タイ政府が飲酒による社会的問題を抑えるため、酒類規制を大幅に強化した。新法により、昼間に酒を飲んで摘発された場合、販売者だけでなく消費者も罰金対象となる。外国人観光客も例外ではない。
8日(現地時間)、香港メディア「サウスチャイナ・モーニング・ポスト(SCMP)」によると、タイではこの日から改正酒類規制法が施行された。
午後2時から5時までの間に飲酒して摘発されると、1万バーツ(約47万円)以上の罰金が科されるという。
これまでは販売者のみが処罰対象だったが、今後は飲酒した本人も罰則を受ける。
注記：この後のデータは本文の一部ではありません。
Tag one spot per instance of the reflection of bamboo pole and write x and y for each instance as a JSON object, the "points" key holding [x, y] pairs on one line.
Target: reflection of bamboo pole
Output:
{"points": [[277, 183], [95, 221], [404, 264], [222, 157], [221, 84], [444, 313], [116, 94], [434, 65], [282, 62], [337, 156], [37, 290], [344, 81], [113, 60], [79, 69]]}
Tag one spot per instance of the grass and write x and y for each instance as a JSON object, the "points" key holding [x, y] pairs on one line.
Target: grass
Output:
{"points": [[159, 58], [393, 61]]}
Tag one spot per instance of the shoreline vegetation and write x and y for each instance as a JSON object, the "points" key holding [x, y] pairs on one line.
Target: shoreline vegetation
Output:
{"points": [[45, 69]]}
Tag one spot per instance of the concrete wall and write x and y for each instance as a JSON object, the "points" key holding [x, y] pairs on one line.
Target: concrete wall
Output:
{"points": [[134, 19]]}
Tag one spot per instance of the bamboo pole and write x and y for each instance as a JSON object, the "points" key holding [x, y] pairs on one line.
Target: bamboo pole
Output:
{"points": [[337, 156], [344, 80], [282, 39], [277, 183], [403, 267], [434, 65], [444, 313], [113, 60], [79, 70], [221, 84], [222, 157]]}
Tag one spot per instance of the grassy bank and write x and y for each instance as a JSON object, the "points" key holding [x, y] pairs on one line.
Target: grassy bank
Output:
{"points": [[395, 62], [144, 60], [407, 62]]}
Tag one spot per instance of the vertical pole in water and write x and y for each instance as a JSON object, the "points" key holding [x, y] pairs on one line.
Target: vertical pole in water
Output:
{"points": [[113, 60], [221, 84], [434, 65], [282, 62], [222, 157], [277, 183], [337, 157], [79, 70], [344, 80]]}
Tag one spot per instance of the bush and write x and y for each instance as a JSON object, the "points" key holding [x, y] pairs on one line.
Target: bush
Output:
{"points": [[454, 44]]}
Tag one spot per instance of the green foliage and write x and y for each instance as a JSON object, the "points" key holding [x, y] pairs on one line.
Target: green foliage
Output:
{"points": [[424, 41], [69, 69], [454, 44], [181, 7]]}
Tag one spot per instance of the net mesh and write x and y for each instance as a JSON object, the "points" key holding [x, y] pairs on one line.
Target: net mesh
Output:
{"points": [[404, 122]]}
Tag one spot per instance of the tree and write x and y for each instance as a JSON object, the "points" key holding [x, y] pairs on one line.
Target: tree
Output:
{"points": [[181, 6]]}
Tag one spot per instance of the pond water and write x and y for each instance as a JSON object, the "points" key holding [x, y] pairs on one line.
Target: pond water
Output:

外国人観光客にも同様に適用され、観光地での軽い昼酒もリスクを伴うことになる。
ただし、ホテル、観光認証を受けた施設、許可を受けた娯楽施設、国際線を運航する空港などは例外として認められている。
時間の取り締まりも厳格だ。
たとえば午後1時59分に購入し、午後2時以降に飲んだ場合でも法律違反とされ、罰金が発生する可能性がある。
この厳格な規制に対し、現地の飲食業界や観光業界からは売上減少を懸念する声が上がっている。
野党・人民党のタオピポップ・リムジットラコン議員は「今回の法改正は飲酒規制を強化したい勢力の意図を反映したものだ」と批判し、「飲酒産業の自由化を阻害している」と主張した。